The practical step is to ask your therapist to name one measurable goal for the next 30 days. “By our next check-in, I’d like to see X” is a sentence your therapist should be able to complete without hesitation. If that kind of goal-setting has been absent from your treatment, introducing it is not confrontational. It is the foundation of effective care.
What to Try This Week
Write down three sentences before your next therapy session: what felt worse this week, what you did about it, and one thing you want to bring into the room. That’s it. Not a journal entry, not a full reflection, just three sentences. The goal is to externalize what’s been building silently so your session can work with real material instead of starting from scratch.

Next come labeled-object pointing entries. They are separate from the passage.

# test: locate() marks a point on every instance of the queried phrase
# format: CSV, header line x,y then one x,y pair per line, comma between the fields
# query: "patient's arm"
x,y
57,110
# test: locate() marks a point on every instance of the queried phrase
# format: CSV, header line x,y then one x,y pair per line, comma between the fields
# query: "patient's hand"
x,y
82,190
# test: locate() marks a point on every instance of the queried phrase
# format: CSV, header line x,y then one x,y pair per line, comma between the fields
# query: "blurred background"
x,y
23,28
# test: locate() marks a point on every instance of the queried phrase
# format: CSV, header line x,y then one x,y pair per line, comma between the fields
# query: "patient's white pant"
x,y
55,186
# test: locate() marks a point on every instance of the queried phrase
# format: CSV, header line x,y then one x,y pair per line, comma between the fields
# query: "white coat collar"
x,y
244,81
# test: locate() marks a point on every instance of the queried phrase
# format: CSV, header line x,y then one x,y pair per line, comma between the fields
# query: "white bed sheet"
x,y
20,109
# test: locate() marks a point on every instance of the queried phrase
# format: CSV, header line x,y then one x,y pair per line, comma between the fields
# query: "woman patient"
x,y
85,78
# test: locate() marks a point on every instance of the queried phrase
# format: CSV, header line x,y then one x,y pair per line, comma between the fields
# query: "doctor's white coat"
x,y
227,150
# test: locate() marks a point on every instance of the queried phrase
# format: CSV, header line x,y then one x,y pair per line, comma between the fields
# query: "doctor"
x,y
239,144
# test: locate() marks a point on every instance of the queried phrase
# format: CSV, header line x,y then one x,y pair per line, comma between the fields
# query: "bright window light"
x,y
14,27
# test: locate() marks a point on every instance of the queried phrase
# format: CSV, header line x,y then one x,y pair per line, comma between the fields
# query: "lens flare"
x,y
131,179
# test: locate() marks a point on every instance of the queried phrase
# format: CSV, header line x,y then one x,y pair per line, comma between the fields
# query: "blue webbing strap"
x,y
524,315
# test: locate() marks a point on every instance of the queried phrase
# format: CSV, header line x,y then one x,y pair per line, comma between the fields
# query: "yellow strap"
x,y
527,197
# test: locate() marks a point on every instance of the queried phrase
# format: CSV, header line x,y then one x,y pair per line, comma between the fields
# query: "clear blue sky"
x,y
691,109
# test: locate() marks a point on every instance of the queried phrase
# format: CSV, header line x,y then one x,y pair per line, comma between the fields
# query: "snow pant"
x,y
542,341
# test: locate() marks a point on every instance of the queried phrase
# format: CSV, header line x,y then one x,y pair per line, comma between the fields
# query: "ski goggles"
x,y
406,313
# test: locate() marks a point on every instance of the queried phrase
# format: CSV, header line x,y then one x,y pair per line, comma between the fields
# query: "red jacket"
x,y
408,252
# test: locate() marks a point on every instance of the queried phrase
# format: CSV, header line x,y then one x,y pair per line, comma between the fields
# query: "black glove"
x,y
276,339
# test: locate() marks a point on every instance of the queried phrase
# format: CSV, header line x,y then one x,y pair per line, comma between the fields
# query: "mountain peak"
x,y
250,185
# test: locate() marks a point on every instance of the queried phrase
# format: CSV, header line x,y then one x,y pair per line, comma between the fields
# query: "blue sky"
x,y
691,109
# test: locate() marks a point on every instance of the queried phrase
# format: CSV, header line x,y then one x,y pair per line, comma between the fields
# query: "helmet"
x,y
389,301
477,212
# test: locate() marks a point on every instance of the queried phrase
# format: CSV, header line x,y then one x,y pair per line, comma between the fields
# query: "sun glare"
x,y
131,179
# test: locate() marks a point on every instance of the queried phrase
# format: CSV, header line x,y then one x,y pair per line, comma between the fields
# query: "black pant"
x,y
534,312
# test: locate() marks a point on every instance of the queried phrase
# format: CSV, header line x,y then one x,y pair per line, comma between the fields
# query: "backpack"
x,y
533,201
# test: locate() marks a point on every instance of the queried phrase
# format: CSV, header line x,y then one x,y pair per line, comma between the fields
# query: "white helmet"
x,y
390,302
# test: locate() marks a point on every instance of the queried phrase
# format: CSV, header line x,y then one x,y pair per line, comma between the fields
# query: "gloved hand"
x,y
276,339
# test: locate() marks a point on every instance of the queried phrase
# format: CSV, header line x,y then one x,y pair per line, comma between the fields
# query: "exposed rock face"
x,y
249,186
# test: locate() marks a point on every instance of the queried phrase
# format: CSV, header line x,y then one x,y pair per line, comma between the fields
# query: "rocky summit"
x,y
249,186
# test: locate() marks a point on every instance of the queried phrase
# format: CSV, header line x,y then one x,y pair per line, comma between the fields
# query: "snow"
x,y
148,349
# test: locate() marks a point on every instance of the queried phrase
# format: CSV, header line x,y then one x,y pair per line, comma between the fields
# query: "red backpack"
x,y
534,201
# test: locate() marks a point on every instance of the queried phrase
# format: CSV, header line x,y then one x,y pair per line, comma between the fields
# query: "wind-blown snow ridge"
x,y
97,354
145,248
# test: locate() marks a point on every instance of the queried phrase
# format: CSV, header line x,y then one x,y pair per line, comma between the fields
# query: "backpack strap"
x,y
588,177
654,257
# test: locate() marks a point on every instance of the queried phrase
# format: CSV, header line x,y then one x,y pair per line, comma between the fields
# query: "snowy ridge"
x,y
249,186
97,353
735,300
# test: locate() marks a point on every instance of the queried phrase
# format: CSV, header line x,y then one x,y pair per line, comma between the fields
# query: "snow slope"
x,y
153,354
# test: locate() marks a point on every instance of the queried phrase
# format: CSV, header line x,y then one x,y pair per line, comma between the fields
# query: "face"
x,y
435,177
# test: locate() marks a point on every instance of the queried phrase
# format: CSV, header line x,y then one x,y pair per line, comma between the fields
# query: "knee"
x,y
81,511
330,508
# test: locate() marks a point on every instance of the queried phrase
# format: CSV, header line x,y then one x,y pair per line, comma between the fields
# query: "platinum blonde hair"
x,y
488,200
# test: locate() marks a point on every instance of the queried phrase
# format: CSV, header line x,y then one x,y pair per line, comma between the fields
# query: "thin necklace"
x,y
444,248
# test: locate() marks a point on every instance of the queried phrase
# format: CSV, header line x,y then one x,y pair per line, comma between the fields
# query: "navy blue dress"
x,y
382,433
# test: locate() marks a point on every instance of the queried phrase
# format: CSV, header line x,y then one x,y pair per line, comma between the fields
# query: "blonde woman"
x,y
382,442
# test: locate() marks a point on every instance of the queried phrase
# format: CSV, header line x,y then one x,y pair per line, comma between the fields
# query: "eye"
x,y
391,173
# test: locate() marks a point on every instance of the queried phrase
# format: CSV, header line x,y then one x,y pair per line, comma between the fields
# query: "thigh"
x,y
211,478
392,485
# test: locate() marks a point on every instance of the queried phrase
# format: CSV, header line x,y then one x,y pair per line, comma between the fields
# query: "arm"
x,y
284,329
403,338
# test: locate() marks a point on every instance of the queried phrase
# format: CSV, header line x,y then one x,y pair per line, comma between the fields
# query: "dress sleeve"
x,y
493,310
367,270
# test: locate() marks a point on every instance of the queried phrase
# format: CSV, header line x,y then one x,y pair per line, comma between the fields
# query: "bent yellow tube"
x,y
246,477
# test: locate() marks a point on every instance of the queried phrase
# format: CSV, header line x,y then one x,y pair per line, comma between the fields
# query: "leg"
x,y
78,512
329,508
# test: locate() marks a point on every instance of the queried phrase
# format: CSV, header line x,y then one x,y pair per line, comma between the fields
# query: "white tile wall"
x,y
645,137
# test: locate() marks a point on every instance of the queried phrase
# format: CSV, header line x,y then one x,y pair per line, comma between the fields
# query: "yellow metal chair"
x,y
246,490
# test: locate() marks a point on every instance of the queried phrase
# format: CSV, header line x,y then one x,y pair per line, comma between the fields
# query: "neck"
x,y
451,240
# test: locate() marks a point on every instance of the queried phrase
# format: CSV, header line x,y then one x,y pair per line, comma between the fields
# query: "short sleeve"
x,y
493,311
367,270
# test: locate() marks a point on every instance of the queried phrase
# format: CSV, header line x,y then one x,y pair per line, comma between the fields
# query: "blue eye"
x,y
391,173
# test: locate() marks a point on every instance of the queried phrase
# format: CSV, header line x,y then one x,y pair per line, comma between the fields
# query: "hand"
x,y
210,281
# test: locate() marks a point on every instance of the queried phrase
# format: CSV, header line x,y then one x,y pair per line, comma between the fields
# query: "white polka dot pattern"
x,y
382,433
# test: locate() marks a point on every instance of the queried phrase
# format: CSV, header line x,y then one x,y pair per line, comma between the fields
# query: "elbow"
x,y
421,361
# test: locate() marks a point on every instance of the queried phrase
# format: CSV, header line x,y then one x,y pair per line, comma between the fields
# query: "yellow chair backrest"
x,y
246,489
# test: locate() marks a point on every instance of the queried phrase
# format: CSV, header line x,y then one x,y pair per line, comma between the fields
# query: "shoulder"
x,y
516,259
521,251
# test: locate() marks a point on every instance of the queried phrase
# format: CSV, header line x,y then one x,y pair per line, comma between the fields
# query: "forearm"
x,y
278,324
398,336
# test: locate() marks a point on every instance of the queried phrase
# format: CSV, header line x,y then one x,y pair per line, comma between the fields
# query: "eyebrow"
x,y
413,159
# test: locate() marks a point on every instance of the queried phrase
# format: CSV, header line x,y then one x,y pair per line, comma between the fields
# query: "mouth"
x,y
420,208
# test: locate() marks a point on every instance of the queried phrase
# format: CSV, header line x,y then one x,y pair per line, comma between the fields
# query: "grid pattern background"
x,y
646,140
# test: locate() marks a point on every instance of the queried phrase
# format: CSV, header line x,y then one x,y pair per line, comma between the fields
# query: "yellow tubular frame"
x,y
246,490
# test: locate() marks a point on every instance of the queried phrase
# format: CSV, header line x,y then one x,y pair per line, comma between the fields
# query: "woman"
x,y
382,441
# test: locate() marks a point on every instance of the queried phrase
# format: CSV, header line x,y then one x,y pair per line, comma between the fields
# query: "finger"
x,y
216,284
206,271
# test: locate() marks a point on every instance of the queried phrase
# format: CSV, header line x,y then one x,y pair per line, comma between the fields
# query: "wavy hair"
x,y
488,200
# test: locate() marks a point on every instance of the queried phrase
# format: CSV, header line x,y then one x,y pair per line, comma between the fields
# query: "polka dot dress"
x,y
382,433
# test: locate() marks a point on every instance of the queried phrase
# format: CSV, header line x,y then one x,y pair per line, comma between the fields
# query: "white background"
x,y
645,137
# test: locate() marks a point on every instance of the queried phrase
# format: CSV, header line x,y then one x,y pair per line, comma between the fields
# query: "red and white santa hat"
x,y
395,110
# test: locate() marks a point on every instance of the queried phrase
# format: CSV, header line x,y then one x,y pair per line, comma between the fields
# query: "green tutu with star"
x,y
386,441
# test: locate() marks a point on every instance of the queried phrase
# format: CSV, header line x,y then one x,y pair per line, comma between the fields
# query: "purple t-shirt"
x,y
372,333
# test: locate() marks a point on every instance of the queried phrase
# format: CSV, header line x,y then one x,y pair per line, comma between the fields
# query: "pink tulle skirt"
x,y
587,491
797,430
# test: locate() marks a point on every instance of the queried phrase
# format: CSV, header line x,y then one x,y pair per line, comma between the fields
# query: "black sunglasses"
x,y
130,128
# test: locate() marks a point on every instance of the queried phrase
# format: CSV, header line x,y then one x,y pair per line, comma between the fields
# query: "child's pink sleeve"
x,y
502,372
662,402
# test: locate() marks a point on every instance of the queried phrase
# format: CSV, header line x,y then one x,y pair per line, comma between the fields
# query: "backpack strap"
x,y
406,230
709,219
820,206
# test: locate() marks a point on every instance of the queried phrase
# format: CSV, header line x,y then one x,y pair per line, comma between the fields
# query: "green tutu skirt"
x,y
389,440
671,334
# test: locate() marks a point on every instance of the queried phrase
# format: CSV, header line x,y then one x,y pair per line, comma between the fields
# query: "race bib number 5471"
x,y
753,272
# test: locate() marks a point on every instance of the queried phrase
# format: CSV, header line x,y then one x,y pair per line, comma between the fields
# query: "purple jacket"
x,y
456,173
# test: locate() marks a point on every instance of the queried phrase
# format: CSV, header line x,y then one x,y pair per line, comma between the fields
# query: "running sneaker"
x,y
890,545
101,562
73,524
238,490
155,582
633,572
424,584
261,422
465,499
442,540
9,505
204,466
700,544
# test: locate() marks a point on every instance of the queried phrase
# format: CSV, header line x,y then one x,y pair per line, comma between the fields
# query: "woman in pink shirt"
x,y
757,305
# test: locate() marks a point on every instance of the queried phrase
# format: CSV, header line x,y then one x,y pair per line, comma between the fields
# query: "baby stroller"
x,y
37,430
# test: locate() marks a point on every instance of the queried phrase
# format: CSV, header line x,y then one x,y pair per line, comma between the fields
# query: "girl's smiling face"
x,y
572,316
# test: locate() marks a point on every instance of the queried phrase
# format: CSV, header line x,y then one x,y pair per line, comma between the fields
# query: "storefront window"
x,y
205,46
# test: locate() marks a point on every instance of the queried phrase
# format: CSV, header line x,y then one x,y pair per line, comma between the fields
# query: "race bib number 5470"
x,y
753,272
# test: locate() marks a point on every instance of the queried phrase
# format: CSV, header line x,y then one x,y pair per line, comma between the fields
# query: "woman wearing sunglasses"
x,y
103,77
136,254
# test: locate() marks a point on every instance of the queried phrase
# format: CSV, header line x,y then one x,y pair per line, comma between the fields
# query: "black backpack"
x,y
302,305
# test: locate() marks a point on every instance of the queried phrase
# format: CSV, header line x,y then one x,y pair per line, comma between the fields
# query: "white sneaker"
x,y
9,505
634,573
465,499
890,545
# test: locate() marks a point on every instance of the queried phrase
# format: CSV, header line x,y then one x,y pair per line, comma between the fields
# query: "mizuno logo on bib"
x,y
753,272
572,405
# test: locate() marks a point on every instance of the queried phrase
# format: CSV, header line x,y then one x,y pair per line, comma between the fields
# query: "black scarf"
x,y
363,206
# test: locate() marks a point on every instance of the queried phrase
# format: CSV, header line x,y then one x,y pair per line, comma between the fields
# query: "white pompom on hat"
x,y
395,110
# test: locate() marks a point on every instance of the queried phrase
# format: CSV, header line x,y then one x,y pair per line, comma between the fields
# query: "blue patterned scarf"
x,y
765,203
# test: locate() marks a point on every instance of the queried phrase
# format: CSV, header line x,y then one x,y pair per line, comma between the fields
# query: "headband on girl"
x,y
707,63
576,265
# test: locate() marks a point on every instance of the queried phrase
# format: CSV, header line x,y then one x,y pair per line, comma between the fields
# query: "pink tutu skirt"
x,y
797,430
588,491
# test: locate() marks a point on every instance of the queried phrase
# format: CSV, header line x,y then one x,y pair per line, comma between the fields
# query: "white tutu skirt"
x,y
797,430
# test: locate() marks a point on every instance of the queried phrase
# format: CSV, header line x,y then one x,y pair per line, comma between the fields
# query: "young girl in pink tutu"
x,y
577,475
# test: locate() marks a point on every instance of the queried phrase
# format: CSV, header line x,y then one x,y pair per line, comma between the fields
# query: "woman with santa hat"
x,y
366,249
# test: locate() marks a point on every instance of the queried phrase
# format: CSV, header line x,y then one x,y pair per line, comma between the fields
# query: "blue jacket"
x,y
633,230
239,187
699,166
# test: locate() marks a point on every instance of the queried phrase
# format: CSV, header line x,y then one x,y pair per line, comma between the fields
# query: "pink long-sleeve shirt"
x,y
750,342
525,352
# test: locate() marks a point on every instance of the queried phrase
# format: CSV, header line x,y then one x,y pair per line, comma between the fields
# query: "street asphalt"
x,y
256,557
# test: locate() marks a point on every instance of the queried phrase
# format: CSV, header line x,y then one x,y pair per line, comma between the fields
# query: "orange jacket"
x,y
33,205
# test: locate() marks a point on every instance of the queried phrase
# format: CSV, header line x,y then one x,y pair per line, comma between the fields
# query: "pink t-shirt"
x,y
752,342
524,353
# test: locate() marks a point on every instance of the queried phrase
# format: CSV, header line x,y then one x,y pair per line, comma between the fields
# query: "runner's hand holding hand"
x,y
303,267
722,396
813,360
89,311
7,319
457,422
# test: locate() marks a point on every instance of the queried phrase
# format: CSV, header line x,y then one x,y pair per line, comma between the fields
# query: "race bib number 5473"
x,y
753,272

If those three sentences include safety concerns, escalating symptoms that have lasted more than a few weeks, or the honest recognition that you’re not stabilizing between sessions, bring that directly to your therapist and ask whether your current level of care is still the right match. That question is not a sign that therapy has failed. It’s evidence that you understand something important: treatment that fits the clinical need is the thing that actually works, and knowing when to ask for more is a form of taking your own recovery seriously.